Kamusal alanın 'çizgi'leri

Leman dergisinin yayımladığı Hz. Muhammed ve Hz. Musa'yı tasvir eden karikatüre tepkiler ile tepki gösterenleri hedef alanların söylemleri, çoğu zaman varlığı dillendirilmeyen bir toplumsal gerilimin yansıması oldu.

Karikatürün yayımlanmasının ardından yaşananlar, kamusal alanın nötr bir platform değil, mücadeleyle şekillenen bir alan olduğunu yeniden hatırlattı.

Söz konusu çizimin "ifade özgürlüğü" ya da "İslam'a hakaret" çerçevelerinin hangisine yerleştirileceği sorusuna verilen cevaplar ve bu savların argümanları hegemonik bir çatışmayı gözler önüne serdi.

Evvela zikretmek gerekir ki, kamusal alan fiziksel mekanların ötesinde fikirlerin, kimliklerin ve güç ilişkilerinin sahneye çıktığı bir meydandır. Bu meydanda kimin konuşabileceği, ne söyleyeceği, kimin susturulacağı, kimin görmezden gelineceği, kimin yok sayılacağı soruları hayati önem taşır.

Kamusal alan hiçbir zaman "herkese açık" bir alan olmadı; daha çok belirli grupların, sınıfların ya da kimliklerin "öteki" üzerinde egemenlik kurduğu bir zemin işlevi gördü.

Kamusal alan, bazı iletişim kuramcılarının idealize ettiği gibi farklı fikirlerin eşit şekilde ifade edilme fırsatı bulduğu, özgürce tartışıldığı ve karşılıklı ikna süreçlerinin işletildiği bir atmosfer olmaktan çok uzaktır.
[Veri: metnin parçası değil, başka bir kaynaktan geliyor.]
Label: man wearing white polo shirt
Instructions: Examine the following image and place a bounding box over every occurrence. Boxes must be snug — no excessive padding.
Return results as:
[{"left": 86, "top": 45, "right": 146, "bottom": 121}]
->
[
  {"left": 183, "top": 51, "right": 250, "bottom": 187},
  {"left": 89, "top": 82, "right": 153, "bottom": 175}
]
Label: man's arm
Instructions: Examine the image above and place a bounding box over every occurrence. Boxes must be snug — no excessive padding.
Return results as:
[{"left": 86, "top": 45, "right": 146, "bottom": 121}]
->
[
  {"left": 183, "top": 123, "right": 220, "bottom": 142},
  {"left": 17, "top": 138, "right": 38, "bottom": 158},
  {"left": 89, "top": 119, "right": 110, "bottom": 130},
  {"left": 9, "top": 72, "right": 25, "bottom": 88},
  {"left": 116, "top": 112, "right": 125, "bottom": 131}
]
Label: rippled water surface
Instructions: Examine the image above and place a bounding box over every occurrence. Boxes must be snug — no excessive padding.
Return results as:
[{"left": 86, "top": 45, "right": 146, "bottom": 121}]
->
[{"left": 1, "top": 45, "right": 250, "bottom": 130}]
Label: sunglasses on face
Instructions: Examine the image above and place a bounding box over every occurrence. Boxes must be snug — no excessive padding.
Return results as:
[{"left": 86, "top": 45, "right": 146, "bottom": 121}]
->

Bu olayda da görüldüğü gibi, gerçek hayatta kamusal alan farklı güçlerin, hassasiyetlerin ve hegemonik normların çatıştığı, bazen de birbirini bastırdığı bir sahnedir.

Gündelik hayat pratiği, ifade özgürlüğünün herkesin elinde eşit bir imkan olarak bulunduğu bir realiteyi barındırmaz. Teoride herkesin konuşma hakkı olduğu söylenebilir ama bazı sesler yankı bulurken, bazıları ya alayla bastırılır ya da doğrudan kriminalize edilir.

Bir kesimin değerlerine yönelik en ufak dokunuşu "nefret söylemi" kabul edilirken, başka bir inanç grubuna yönelik simgelerle yapılan alay, "ifade özgürlüğü" başlığı altında meşrulaştırılır.

Kimin düşüncelerine saygı duyulacağı, kimin öfkesinin meşru görüleceği, kimin taleplerinin "aşırı" veya "mantıksız" ilan edileceği büyük ölçüde egemen söylem tarafından belirlenir.